I have created a data model for managing RNAseq analysis data. It includes entities for genes, sequencing reagents and equipment, sample details, users, and results (including expression values and differential expression analysis). The model also incorporates references for better data traceability.
This section stores information related to users, roles, and research groups. Users can have different roles, such as researchers or technicians, and belong to research groups. The RESEARCH_GROUP entity allows multiple users to participate in different studies while maintaining structured participation.

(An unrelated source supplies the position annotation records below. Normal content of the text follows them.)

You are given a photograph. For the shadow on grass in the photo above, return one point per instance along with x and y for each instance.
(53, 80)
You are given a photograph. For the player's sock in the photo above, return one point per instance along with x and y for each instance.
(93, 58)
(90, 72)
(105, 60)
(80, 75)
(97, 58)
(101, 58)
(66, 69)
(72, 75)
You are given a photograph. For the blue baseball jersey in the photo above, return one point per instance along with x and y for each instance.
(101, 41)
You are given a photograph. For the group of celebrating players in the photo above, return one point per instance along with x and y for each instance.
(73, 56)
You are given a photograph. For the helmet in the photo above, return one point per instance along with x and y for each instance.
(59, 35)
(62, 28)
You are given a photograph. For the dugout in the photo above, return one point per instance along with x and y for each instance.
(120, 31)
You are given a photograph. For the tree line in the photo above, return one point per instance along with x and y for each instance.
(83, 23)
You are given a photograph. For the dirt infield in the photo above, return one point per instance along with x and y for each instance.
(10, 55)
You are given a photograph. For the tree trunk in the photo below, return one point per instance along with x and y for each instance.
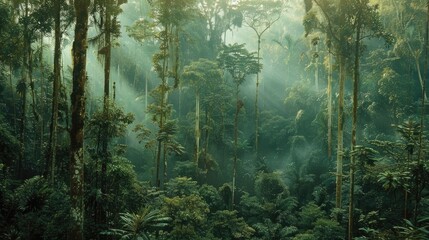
(25, 77)
(421, 142)
(339, 174)
(256, 103)
(56, 90)
(329, 93)
(354, 127)
(78, 114)
(234, 164)
(197, 129)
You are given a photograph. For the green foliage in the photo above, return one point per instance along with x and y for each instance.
(140, 226)
(113, 118)
(9, 145)
(238, 62)
(211, 196)
(189, 216)
(309, 215)
(36, 210)
(415, 231)
(269, 186)
(227, 225)
(203, 75)
(327, 229)
(181, 186)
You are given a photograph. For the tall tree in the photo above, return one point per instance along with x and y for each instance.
(78, 114)
(239, 63)
(260, 16)
(202, 75)
(366, 23)
(332, 24)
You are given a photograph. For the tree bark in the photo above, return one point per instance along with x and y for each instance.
(56, 90)
(340, 132)
(354, 127)
(78, 114)
(197, 129)
(329, 93)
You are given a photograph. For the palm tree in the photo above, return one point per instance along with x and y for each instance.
(136, 226)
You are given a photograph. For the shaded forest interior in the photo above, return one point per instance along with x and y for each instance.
(214, 119)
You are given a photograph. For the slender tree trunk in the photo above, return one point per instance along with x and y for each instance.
(78, 115)
(257, 104)
(354, 128)
(197, 129)
(421, 142)
(25, 77)
(206, 141)
(42, 98)
(316, 71)
(13, 96)
(339, 174)
(162, 115)
(234, 164)
(329, 93)
(56, 90)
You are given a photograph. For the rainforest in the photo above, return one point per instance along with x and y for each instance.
(214, 119)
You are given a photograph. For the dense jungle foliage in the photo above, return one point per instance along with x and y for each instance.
(214, 119)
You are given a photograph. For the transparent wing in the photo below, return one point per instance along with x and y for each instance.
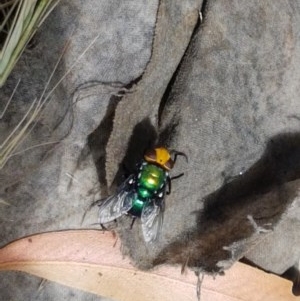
(116, 205)
(152, 219)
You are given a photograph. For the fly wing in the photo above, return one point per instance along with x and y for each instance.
(116, 205)
(152, 219)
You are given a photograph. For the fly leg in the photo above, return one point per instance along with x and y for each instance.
(177, 153)
(133, 220)
(170, 179)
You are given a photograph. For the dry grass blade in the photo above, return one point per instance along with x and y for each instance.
(19, 21)
(29, 120)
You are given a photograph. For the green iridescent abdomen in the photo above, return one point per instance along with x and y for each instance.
(151, 179)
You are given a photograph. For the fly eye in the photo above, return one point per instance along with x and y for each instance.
(169, 164)
(151, 154)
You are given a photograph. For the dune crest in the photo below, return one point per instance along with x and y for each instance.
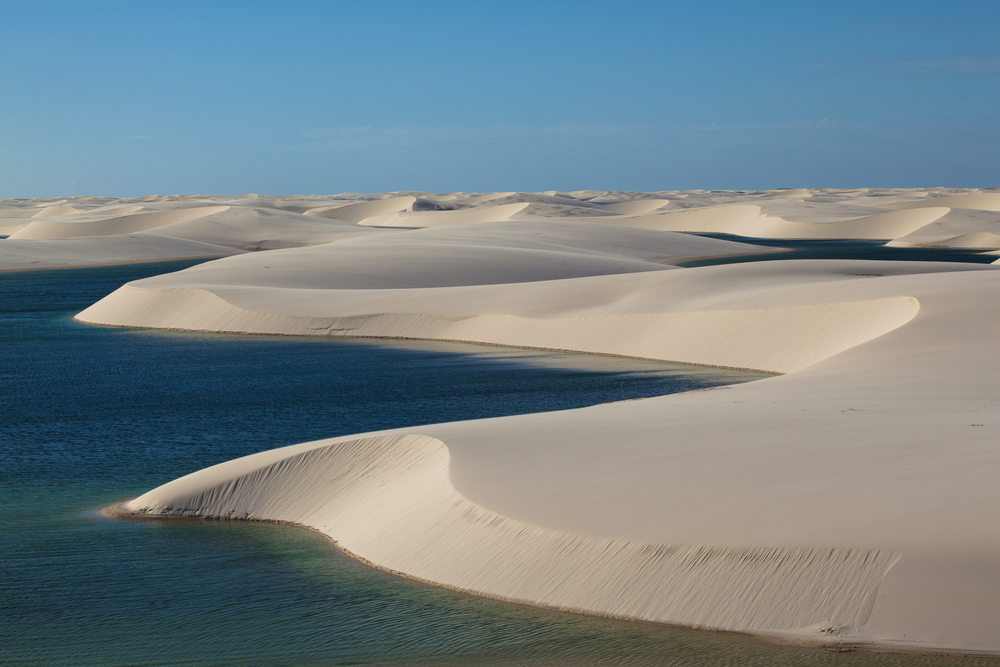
(394, 506)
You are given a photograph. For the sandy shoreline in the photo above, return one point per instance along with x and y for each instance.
(831, 643)
(848, 500)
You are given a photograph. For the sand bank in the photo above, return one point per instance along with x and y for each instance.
(852, 499)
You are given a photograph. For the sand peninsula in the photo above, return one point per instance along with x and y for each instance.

This section manages the equipment and reagents used in the study. Each study can use multiple pieces of equipment and reagents, which are supplied by different vendors. The many-to-many relationship between STUDIES and EQUIPMENT/REAGENTS ensures that resources are properly tracked.
References are critical in research. This section stores scientific references, journals, and authors. Each reference can have multiple authors, and each study is linked to relevant scientific literature. The REFERENCES_has_AUTHOR entity manages this many-to-many relationship.
This section represents biological samples, gene expression values, and differential expression analysis. Each study can have multiple experimental groups (SAMPLE_GROUP), which contain multiple samples. Gene expression is recorded per sample, and values such as TPM, FPKM, and raw read counts are stored.
Differential expression analysis compares gene expression between conditions. Since it involves two conditions, the DIFFERENTIAL_EXPRESSION entity links to two SAMPLE_GROUP entities, allowing for accurate comparisons of gene expression between groups.